OpenCode is built for developers who:

  • Live in the terminal and prefer CLI tools
  • Want model flexibility (not locked to one provider)
  • Value open source and community-driven development
  • Need LSP integration without configuration
  • Want to control the agent from multiple interfaces

Pricing

Core agent: free and open source under the MIT license.[4]

PlanPriceWhat you get
Free / BYOK$0Full agent; bring your own API keys or local models
Go$5 first month, then $10/monthHosted open-weight models (DeepSeek V4, Kimi K2.x, Qwen 3.x, GLM-5.x, MiniMax M2/M3); 880–31,650 requests per 5-hour window depending on model[7]
ZenPay-as-you-go (per 1M tokens)Curated premium models, e.g. Claude Fable 5 ($10 in / $50 out), GPT 5.5 Pro ($30 in / $180 out), plus free-tier models; auto-reload and spend caps[8]
EnterpriseContactTeam workspaces (free during beta), spending limits per member[8]

Bottom Line

OpenCode is the clear community favorite among open-source coding agents. The 172K+ stars,[1] 900+ contributors, and a real revenue engine in Go/Zen signal momentum and staying power that most open-source AI tools lack.
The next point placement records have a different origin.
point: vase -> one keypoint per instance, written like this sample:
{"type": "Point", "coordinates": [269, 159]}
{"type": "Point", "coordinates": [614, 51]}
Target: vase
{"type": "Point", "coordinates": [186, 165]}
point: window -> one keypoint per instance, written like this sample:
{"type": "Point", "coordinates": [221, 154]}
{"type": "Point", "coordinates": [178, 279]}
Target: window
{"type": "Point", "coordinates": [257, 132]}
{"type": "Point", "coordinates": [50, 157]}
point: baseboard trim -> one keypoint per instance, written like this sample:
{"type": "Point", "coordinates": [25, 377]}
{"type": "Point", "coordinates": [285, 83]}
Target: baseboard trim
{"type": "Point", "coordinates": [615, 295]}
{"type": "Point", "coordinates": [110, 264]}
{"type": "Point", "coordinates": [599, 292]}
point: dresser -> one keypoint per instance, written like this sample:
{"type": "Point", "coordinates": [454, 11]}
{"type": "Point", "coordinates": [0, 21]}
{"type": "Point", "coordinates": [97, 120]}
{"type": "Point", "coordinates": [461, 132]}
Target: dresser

The model-agnostic approach is a strategic advantage as the LLM landscape evolves — OpenCode users aren't locked in if a better model emerges, and the Anthropic subscription-auth lockout of January 2026 proved why that hedge matters. The client/server architecture remains genuinely innovative, enabling use cases (like mobile control) that competitors can't match.

Recommended for: terminal-first developers who want a powerful, flexible coding agent without vendor lock-in, and teams that want open-weight model economics via Go.

Not recommended for: teams needing mature enterprise controls (signed commits, compliance, SLAs), or anyone who needs strict telemetry guarantees today given the Grok title-generation incident.[11]

Outlook: With Anomaly funded, Zen generating several million in ARR,[3] and OpenAI treating OpenCode as a sanctioned Codex surface, OpenCode looks durable — the open question is whether its chaotic release velocity matures into enterprise-grade stability.